The duck bones (head, feet, wings, backbones etc) will be used later to make delicious stock or brown sauce. More about those in the next posts!
Note: I prepared all this in the evening because the ducks were butchered late in the afternoon and I didn’t want to freeze them before using. This way, the ducks are prepared fresh.
Then I stored the duck legs in a sealed container and put it in the refrigerator, together with the seared duck breasts. The duck breasts will be prepared the next day for lunch.
Cooking The Duck Breasts
The seared duck breasts could be used right away – it can be grilled and cut up. However, today, I decided to fry it up, again with no additional oil – and no additional salt. I cooked it on the meat side using a non-stick pan. More duck fat oozed while cooking. Cooking doesn’t take long, maybe about 5 minutes on this side. Then I turned it over on the skin side again and cooked for about 3 minutes. What we mustn’t do is overcook the meat otherwise it will become dry and tough. Aim for medium rare meat.
To go with the duck breasts I decided on rotis and curry sauce. I made the rotis using flour, water and salt, and a small amount of oil, cooked in a non-stick pan on one side, then turn the other side directly over the fire. Cooking is about a minute on each side. My rotis have black sesame seeds, and I love these!
The curry sauce is prepared Thai red curry with lots of coconut milk and sliced string beans, and two red chilli. I used the same pan used to cook the duck breasts so as not to waste that fantastic fat and flavour.
Putting it all together – two pieces of roti, sliced duck breast on top, curry sauce around it and some sliced cucumbers. Absolutely fantastic.

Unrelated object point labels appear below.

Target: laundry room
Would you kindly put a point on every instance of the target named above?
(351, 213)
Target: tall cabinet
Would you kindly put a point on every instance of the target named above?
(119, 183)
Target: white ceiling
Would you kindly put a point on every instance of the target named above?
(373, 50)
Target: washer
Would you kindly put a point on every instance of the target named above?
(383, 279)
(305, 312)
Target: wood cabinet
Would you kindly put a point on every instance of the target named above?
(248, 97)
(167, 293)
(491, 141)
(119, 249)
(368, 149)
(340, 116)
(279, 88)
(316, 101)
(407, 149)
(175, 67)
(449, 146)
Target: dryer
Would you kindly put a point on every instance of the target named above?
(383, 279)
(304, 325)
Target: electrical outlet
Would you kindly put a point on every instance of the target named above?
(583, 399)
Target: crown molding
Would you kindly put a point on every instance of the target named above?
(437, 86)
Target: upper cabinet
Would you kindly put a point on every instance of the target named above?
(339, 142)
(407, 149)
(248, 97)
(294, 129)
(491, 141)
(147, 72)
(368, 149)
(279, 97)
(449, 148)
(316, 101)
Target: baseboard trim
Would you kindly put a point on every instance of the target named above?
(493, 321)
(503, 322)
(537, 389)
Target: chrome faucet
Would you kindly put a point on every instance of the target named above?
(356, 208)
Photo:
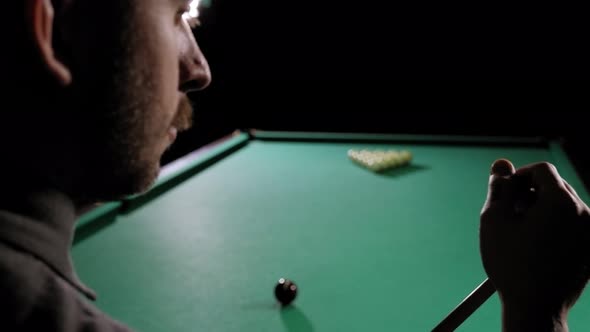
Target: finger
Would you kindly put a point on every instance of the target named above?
(498, 186)
(502, 167)
(540, 176)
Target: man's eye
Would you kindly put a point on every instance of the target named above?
(191, 14)
(193, 22)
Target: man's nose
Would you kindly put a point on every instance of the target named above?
(194, 69)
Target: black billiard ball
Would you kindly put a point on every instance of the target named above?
(285, 291)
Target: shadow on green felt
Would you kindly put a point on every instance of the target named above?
(295, 320)
(403, 171)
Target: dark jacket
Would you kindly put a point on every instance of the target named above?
(39, 289)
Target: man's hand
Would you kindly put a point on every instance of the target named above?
(535, 245)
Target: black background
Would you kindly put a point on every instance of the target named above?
(424, 67)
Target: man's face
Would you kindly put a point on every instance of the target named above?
(133, 74)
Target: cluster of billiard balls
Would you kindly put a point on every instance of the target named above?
(285, 291)
(380, 160)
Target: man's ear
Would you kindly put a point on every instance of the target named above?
(40, 20)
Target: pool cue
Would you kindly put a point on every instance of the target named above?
(467, 307)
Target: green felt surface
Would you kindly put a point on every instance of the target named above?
(370, 252)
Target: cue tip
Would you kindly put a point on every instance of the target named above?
(467, 307)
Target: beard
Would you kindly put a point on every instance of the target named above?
(119, 141)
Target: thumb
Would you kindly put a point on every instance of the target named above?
(498, 187)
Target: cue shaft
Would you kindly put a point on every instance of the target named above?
(467, 307)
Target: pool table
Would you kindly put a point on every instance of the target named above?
(391, 251)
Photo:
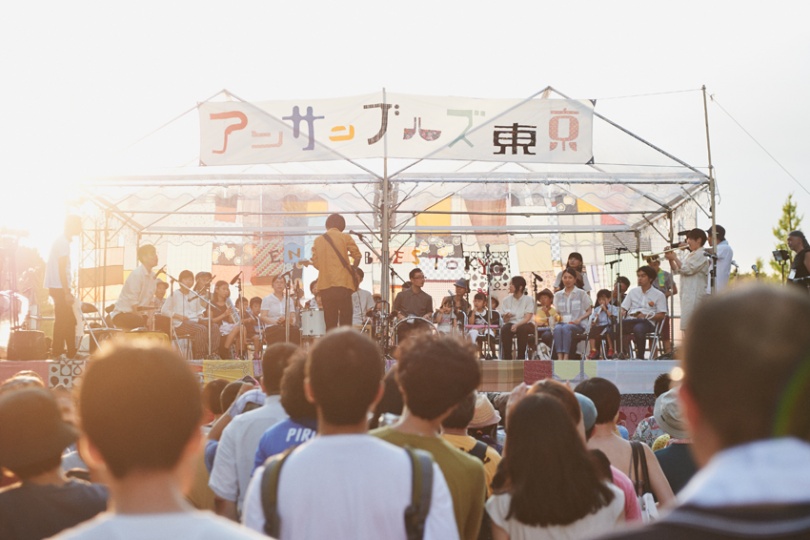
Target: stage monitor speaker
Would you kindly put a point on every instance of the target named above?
(27, 345)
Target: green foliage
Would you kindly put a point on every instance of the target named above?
(789, 221)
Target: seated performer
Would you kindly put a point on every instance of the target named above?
(184, 310)
(274, 315)
(138, 294)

The taste of duck meat is indeed amazing, and the fat (which is considered not as unhealthy as beef or pork fat!) exudes this extraordinary rich aroma. I personally don’t find duck meat gamey at all perhaps because I am very fond of beef, especially served medium to rare. There’ll be more recipe experiments to come with this fantastic meat! Bon appétit!
But What’s For Dinner?
There were some duck breast and rotis leftover. So I cut of the duck breast into small strips, intending to wrap them in the roti. But I couldn’t wrap up the duck slices in the roti, because the rotis were too small. So I decided to cook the duck breast slices with some string beans, onions, tomatoes, make some scrambled duck eggs with garlic, tomatoes and rosemary, served on top of the rotis and with some sate sauce on the side (sate sauce goes very well with duck!) Dinner solved! Thanks to the ducks! 😉 Confit will be for tomorrow!